The Middle East has always been a violent region since the glory days of Assyria: history shows that violent events are taking place there for a lot of different reasons and for an extremely long time. However, it seems that Islam is being contaminated by that awful spirit and promoting a global expansion by violent means.

Another thing, which seems too common is that such suggestions are often rebuffed by Muslims with protests and crossed accusations. The rest of the world, however, act in a very different way and so, such actions hardly induce respect. We have to remember two events that describe both ways of acting: when a newspaper in Denmark published some cartoons deemed offensive by Muslims, violent protest took place, even people died, and fanatics threatened the lives of both cartoonists and editors - remember the author of 'The Satanic Verses,' by the way? -.

On the other hand, Pope John Paul II suffered a murder attempt by the hands of a Muslim some years before, and nobody among Christians threatened Muslims, burned flags of Arab countries or anything like that.No religion in the world has been created with the actual purpose of destroying others: no religion promotes intolerance and destruction yet, and I have to say that, in recent years I have only seen two instances in which Muslim clerics interviewed on TV were talking about something different than spilling blood, Jihads or some other violent deed or proposal. I don't think and I don't believe that Islam is and ideology of hatred but the fact is that such is the conclusion that the general public is getting around the world just by witnessing how people who are Muslim clerics or assuming the role of them talk about very nasty things.

This is alienating Islam from the rest of the world, and since alienation produces violence and even more violent reactions, there is a need for revision here: in all these years, it seems almost like a cliché to say that the alleged causes for the appearance of Islamic fundamentalism and Islamic terrorist cells have to do with the policies of Western countries or Israel. However, the kinds of actions that are described as the origins of such violence - such as tiny chunks of disputed lands across borders - exist in other cultures and nations, and don't seem to cause so much violence. It seems to me that without neglecting those arguments, there is also a fundamental failure within Muslim societies to address problems in ways quieter than open violence. That's also a cause.

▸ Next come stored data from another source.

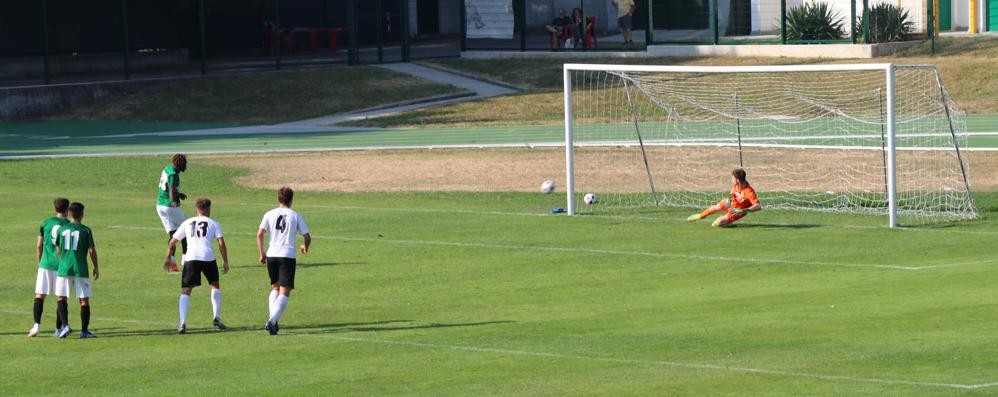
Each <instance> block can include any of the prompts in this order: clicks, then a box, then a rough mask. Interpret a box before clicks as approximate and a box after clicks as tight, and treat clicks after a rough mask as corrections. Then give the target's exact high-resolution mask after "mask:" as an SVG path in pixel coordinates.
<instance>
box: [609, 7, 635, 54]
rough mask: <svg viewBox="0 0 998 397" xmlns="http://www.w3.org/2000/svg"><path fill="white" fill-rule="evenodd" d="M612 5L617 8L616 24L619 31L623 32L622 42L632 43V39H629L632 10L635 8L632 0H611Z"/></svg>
mask: <svg viewBox="0 0 998 397" xmlns="http://www.w3.org/2000/svg"><path fill="white" fill-rule="evenodd" d="M613 6H614V7H616V8H617V26H618V27H620V31H621V32H622V33H623V34H624V44H630V43H633V42H634V40H632V39H631V26H632V23H633V22H634V21H633V17H634V11H635V9H636V8H637V6H636V5H635V4H634V0H613Z"/></svg>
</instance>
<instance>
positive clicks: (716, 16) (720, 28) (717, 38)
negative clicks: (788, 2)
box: [710, 0, 786, 45]
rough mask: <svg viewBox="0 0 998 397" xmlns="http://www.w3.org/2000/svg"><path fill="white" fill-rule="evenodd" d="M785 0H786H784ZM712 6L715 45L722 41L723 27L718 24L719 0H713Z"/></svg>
mask: <svg viewBox="0 0 998 397" xmlns="http://www.w3.org/2000/svg"><path fill="white" fill-rule="evenodd" d="M783 1H786V0H783ZM710 8H711V9H712V10H711V12H710V14H711V18H712V22H711V23H713V24H714V45H718V44H719V43H720V42H721V39H720V33H721V32H720V30H721V28H720V26H717V0H711V2H710Z"/></svg>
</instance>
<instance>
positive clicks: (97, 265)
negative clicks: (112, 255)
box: [87, 246, 100, 280]
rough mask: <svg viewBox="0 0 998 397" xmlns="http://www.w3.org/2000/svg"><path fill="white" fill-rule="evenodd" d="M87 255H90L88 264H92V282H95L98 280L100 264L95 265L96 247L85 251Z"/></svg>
mask: <svg viewBox="0 0 998 397" xmlns="http://www.w3.org/2000/svg"><path fill="white" fill-rule="evenodd" d="M87 253H88V254H90V262H92V263H93V264H94V280H97V279H99V278H100V264H98V263H97V247H94V246H91V247H90V249H88V250H87Z"/></svg>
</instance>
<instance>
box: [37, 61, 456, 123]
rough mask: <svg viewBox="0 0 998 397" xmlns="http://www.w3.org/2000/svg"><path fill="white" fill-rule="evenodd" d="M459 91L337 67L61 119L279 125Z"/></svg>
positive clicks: (250, 79) (219, 78) (190, 86)
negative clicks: (131, 120) (198, 122)
mask: <svg viewBox="0 0 998 397" xmlns="http://www.w3.org/2000/svg"><path fill="white" fill-rule="evenodd" d="M458 92H462V91H461V90H460V89H458V88H456V87H453V86H449V85H442V84H436V83H432V82H429V81H427V80H423V79H419V78H416V77H412V76H409V75H405V74H401V73H396V72H392V71H389V70H385V69H381V68H375V67H369V66H360V67H331V68H328V69H321V70H307V71H290V72H279V73H263V74H251V75H235V76H218V77H211V78H204V79H194V80H181V81H176V82H171V83H164V84H161V85H154V86H152V87H151V88H149V89H148V90H143V91H136V92H130V93H126V94H125V95H123V96H121V97H116V98H114V99H109V100H106V101H100V102H98V103H95V104H93V105H90V106H86V107H83V108H79V109H74V110H73V111H71V112H68V113H65V114H61V115H57V116H55V118H56V119H86V120H91V119H103V120H145V121H178V122H201V123H209V122H210V123H235V124H274V123H280V122H287V121H295V120H302V119H308V118H314V117H320V116H326V115H332V114H337V113H344V112H348V111H353V110H359V109H365V108H369V107H374V106H381V105H387V104H392V103H397V102H403V101H409V100H415V99H422V98H428V97H434V96H440V95H445V94H454V93H458Z"/></svg>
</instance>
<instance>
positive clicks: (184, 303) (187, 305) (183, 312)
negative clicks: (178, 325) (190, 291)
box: [179, 294, 191, 324]
mask: <svg viewBox="0 0 998 397" xmlns="http://www.w3.org/2000/svg"><path fill="white" fill-rule="evenodd" d="M179 303H180V323H181V324H187V308H189V307H190V306H191V297H190V295H184V294H180V302H179Z"/></svg>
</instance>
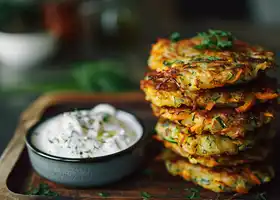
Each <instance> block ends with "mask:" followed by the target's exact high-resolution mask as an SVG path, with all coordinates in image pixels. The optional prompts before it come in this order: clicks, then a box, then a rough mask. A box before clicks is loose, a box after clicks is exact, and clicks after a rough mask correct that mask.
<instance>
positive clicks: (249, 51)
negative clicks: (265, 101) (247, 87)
mask: <svg viewBox="0 0 280 200" xmlns="http://www.w3.org/2000/svg"><path fill="white" fill-rule="evenodd" d="M204 41H205V40H204V38H203V37H202V36H198V37H193V38H190V39H183V40H179V41H177V42H172V41H170V40H167V39H159V40H158V42H157V43H156V44H154V45H153V46H152V49H151V52H150V58H149V61H148V65H149V67H150V69H152V70H158V71H164V74H165V76H166V77H172V78H174V79H175V80H176V82H177V83H178V84H179V85H180V87H181V88H184V89H187V90H189V91H197V90H200V89H211V88H216V87H223V86H225V85H232V84H237V83H242V82H249V81H251V80H253V79H255V78H256V77H257V76H258V73H259V71H265V70H266V69H268V68H271V67H273V66H275V58H274V53H273V52H271V51H267V50H265V49H263V48H262V47H260V46H251V45H249V44H248V43H245V42H243V41H240V40H233V41H232V47H231V48H228V49H212V48H210V49H209V48H206V49H205V48H203V49H198V48H196V47H197V46H199V45H201V44H202V43H203V42H204Z"/></svg>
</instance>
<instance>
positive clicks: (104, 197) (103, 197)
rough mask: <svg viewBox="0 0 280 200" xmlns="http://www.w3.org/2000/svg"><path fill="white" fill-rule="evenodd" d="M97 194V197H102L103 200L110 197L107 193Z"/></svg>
mask: <svg viewBox="0 0 280 200" xmlns="http://www.w3.org/2000/svg"><path fill="white" fill-rule="evenodd" d="M97 194H98V196H100V197H103V198H106V197H109V196H110V194H109V193H108V192H98V193H97Z"/></svg>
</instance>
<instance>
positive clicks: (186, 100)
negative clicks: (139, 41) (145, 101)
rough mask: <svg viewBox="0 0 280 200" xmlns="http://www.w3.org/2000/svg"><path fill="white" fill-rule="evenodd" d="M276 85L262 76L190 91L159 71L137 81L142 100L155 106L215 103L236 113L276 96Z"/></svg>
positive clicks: (196, 104) (270, 99) (208, 105)
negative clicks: (142, 92) (144, 94)
mask: <svg viewBox="0 0 280 200" xmlns="http://www.w3.org/2000/svg"><path fill="white" fill-rule="evenodd" d="M276 86H277V80H276V79H273V78H268V77H262V78H261V79H258V80H257V81H253V82H251V83H249V84H247V85H246V86H243V85H240V86H238V87H227V88H217V89H212V90H200V91H196V92H190V91H188V90H182V89H181V88H180V87H179V86H178V85H177V84H176V82H175V81H174V80H173V79H169V78H166V77H164V76H163V74H161V73H160V72H149V73H147V75H146V77H145V79H144V80H142V81H141V82H140V87H141V89H142V90H143V91H144V92H145V94H146V97H145V98H146V100H147V101H150V102H151V103H153V104H154V105H156V106H159V107H161V106H169V107H176V108H177V107H180V106H182V105H186V106H188V107H194V108H196V107H201V108H206V109H207V110H211V109H212V108H213V107H215V106H216V107H229V106H230V107H234V108H236V111H237V112H245V111H247V110H249V109H250V108H251V107H252V106H253V105H255V104H256V103H257V102H265V101H267V100H271V99H275V98H277V97H278V93H277V92H276Z"/></svg>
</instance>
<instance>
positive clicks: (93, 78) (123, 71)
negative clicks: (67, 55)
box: [1, 60, 139, 94]
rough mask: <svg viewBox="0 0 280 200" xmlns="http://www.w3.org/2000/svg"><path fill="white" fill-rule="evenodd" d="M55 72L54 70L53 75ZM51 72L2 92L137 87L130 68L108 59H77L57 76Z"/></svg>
mask: <svg viewBox="0 0 280 200" xmlns="http://www.w3.org/2000/svg"><path fill="white" fill-rule="evenodd" d="M54 73H56V72H53V74H52V75H54ZM42 75H44V76H42ZM52 75H51V74H49V75H48V76H47V75H46V74H44V73H43V74H41V75H40V80H39V82H38V81H31V82H30V83H27V84H19V85H17V86H16V87H13V88H8V89H2V90H1V94H11V93H14V94H18V93H45V92H53V91H62V90H63V91H69V90H71V91H85V92H125V91H132V90H138V88H139V86H138V84H137V83H136V82H137V80H136V81H135V82H133V81H132V80H131V79H130V76H129V70H128V69H127V68H126V65H125V64H124V63H123V62H116V61H108V60H105V61H89V62H80V63H76V64H73V66H72V68H71V69H70V70H68V71H66V73H63V74H60V75H59V76H58V78H56V79H55V78H54V77H53V76H52ZM31 76H32V75H31ZM36 76H38V74H36ZM41 76H42V77H41ZM41 79H42V80H41Z"/></svg>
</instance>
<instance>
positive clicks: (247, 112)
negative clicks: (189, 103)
mask: <svg viewBox="0 0 280 200" xmlns="http://www.w3.org/2000/svg"><path fill="white" fill-rule="evenodd" d="M151 107H152V110H153V113H154V115H155V116H156V117H161V118H164V119H168V120H170V121H173V122H176V123H177V124H180V125H183V126H186V127H187V128H189V130H190V131H191V132H193V133H196V134H202V133H204V132H209V133H211V134H220V135H226V136H228V137H230V138H233V139H234V138H237V137H244V136H245V133H246V132H247V131H254V130H255V129H256V128H259V127H261V126H263V125H264V124H268V123H269V122H271V120H272V119H273V116H274V110H273V109H272V108H270V107H268V105H267V104H264V106H258V107H256V108H254V109H253V110H252V111H249V112H246V113H238V112H236V111H234V110H232V109H215V110H211V111H206V110H195V111H193V110H192V109H190V108H187V107H180V108H172V107H157V106H155V105H151ZM271 107H272V106H271Z"/></svg>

And the way in which Islam presents itself has a lot to do too: most people don't like violence, and when an alleged Muslim cleric appears applauding the attacks on New York, Haifa or London, he may be boasting the feats of some alleged holy warriors, but he is doing an enormous damage to hundreds of millions of Muslims and non-Muslims, for he is painting that hole culture in blood. I think that the world and Islam itself deserve a better image and in the future, so it is the responsibility of the leaders of Muslim nations and communities to convince the world that those are not the true representatives of their culture, and to do so in a convincing way.

In other words, people around the world need to see Islamic leaders rejecting violence in a believable way and without excuses or justifications of any kind: taht would be to lead by example, and could contribute enormously to the well-being of us all, Muslims, Jewish, Christians and so on. Otherwise, both words - violence and Islam - will remain inextricably and unfortunately joined forever.